Lasciare ciò che ti trattiene
Gli Israeliti partirono da Ramses alla volta di Succot, in numero di seicentomila uomini adulti, senza contare i bambini. Inoltre una grande massa di gente promiscua partì con loro e greggi e armenti in mandrie molto grandi. Fecero cuocere la pasta che avevano portato dall’Egitto in forma di focacce azzime, perché non era lievitata: infatti erano stati scacciati dall’Egitto e non avevano potuto indugiare; neppure si erano procurati provviste per il viaggio. La permanenza degli Israeliti in Egitto fu di quattrocentotrent’anni. Al termine dei quattrocentotrent’anni, proprio in quel giorno, tutte le schiere del Signore uscirono dalla terra d’Egitto. Notte di veglia fu questa per il Signore per farli uscire dalla terra d’Egitto. Questa sarà una notte di veglia in onore del Signore per tutti gli Israeliti, di generazione in generazione (Es 12,37-42).
Ci sono momenti nella vita in cui comprendiamo che qualcosa deve cambiare. Magari una relazione ci fa soffrire o una ferita continua a sanguinare dentro di noi, oppure una dipendenza emotiva ci consuma o, semplicemente, ci sentiamo bloccati. Tuttavia, anche quando vediamo chiaramente ciò che ci fa male, facciamo fatica a lasciarlo andare.
Il libro dell’Esodo racconta una dinamica profondamente umana. Dopo oltre quattrocento anni di schiavitù, Israele esce, finalmente, dall’Egitto: «Al termine dei quattrocentotrent’anni, tutte le schiere del Signore uscirono dalla terra d’Egitto» (Es 12,41).
A prima vista, sembra una semplice cronaca storica, in realtà, descrive ciò che accade ogni volta che Dio inizia un’opera di liberazione nella vita di una persona.

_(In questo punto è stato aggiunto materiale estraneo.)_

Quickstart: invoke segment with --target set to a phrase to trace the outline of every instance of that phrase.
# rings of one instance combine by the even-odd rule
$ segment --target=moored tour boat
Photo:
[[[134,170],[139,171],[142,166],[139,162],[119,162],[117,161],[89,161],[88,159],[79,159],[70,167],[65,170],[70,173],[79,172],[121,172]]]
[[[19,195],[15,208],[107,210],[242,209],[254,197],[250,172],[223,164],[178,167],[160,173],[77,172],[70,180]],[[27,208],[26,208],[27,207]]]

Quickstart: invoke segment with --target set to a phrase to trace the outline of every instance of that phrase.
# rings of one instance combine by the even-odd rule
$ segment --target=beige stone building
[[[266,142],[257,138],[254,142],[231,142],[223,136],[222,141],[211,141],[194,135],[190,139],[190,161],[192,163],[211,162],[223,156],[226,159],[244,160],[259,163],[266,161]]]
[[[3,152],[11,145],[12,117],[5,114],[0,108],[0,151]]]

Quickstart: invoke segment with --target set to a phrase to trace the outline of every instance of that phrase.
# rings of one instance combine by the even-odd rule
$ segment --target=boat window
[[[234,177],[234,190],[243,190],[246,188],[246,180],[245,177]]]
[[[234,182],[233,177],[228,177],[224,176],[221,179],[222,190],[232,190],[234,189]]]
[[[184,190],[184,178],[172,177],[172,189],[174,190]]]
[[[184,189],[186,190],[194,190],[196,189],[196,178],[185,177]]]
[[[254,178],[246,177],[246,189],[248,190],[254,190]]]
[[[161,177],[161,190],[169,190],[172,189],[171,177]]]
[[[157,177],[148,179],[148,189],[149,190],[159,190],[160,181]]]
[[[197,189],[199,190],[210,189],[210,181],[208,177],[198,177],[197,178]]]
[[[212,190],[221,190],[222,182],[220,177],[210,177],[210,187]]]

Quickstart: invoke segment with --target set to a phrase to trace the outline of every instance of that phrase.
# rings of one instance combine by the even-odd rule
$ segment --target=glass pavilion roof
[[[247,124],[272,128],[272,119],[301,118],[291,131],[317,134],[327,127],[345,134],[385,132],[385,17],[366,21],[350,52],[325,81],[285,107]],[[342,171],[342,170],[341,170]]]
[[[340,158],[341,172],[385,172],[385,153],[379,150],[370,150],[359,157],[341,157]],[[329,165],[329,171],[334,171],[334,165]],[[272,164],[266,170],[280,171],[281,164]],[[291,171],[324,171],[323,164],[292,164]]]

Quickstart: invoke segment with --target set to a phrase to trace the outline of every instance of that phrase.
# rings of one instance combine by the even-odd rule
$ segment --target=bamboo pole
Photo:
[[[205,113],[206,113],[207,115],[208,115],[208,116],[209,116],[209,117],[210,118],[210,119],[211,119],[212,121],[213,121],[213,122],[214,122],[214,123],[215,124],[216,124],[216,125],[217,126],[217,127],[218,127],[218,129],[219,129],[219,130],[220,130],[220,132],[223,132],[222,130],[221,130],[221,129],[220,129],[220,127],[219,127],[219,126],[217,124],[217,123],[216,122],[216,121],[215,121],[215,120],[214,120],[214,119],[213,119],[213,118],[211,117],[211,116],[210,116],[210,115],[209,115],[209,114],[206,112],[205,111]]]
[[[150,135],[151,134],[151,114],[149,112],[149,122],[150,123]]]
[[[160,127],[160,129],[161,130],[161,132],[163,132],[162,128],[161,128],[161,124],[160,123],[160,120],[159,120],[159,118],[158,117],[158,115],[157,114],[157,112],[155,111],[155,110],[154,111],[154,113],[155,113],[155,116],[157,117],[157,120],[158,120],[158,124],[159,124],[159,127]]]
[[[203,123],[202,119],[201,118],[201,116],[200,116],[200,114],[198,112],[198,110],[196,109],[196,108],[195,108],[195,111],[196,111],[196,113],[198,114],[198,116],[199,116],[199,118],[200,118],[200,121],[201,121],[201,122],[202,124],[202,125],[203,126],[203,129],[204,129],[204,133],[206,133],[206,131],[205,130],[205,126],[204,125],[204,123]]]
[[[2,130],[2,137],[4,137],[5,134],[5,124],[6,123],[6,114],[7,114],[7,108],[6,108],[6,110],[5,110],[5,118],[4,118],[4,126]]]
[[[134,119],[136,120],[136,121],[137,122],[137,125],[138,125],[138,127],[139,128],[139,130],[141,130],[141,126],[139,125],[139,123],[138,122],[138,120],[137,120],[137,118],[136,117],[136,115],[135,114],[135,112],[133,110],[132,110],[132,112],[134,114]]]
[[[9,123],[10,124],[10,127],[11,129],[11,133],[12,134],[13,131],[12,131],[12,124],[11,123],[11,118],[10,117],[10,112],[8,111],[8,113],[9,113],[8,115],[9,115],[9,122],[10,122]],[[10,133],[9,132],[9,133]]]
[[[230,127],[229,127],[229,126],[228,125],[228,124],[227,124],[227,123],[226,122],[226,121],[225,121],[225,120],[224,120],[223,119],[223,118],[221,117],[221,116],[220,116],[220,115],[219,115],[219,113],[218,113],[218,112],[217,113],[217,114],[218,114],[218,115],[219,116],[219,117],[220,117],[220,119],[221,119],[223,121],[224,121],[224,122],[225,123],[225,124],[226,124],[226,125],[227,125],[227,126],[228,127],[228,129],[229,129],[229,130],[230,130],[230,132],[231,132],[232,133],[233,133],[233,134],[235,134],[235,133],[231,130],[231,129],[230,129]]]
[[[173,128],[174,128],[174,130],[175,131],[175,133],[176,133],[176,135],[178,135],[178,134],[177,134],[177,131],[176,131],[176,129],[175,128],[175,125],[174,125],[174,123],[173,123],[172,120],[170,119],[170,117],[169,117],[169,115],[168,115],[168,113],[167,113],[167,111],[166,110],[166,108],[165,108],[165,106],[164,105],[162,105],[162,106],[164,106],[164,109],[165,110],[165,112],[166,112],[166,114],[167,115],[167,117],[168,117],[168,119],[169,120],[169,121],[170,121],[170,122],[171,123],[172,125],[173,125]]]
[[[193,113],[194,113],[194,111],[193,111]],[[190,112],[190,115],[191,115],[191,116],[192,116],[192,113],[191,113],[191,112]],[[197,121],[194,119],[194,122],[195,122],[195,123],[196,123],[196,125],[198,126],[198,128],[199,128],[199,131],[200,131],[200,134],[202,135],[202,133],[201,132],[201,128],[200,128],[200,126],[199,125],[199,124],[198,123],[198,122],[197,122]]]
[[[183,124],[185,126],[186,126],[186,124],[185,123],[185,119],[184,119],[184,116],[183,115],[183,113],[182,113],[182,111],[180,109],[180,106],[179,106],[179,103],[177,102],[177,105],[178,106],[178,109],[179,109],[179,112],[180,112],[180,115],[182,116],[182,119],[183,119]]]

L’Egitto rappresenta tutto ciò che ci tiene schiavi: paure, sensi di colpa, dipendenze affettive, vecchie ferite, convinzioni limitanti, abitudini distruttive. Spesso, cerchiamo di risolvere il nostro disagio accumulando sicurezze, controllando ogni situazione, cercando approvazione dagli altri o inseguendo piaceri momentanei, tuttavia, queste strategie non guariscono il cuore. Lo anestetizzano soltanto.
Il dettaglio delle focacce azzime è particolarmente significativo. Gli Israeliti non hanno il tempo di far lievitare il pane. Devono partire subito. Biblicamente, il lievito rappresenta ciò che fermenta e si diffonde. In questo contesto, indica che arriva un momento in cui non si può più rimandare il cambiamento.
Molte persone attendono di sentirsi pronte prima di fare un passo nuovo. Aspettano di non avere più paura, di avere tutte le risposte o di sentirsi completamente guarite. Dio, però, agisce spesso in modo diverso. Prima invita a partire, poi accompagna lungo il cammino.
La guarigione spirituale non consiste semplicemente nello stare meglio. Consiste nel passare da una condizione di schiavitù a una condizione di libertà. Per questo Israele deve lasciare l’Egitto. Non basta desiderare la libertà, occorre attraversare il distacco da ciò che ci imprigiona.
Il testo afferma, inoltre, che quella fu una «notte di veglia per il Signore». È un’espressione straordinaria. Mentre Israele dorme nella paura e nell’incertezza, Dio veglia. Mentre il popolo non vede ancora la Terra Promessa, Dio ne custodisce il cammino.
Anche nelle nostre notti interiori accade la stessa cosa. Quando tutto sembra fermo, quando non comprendiamo ciò che sta succedendo, quando ci sentiamo smarriti, Dio continua a operare. La fede non elimina le difficoltà, ma ci permette di camminare sapendo che non siamo soli.
Forse oggi il tuo Egitto non è un luogo geografico ma una situazione che ti impedisce di vivere pienamente. La domanda che questo brano pone al cuore non è: «Da cosa vuoi essere liberato?». La domanda più profonda è: «Se Dio aprisse davvero la porta, saresti disposto a partire?».
Ogni liberazione autentica comincia da qui: fidarsi abbastanza da compiere il primo passo.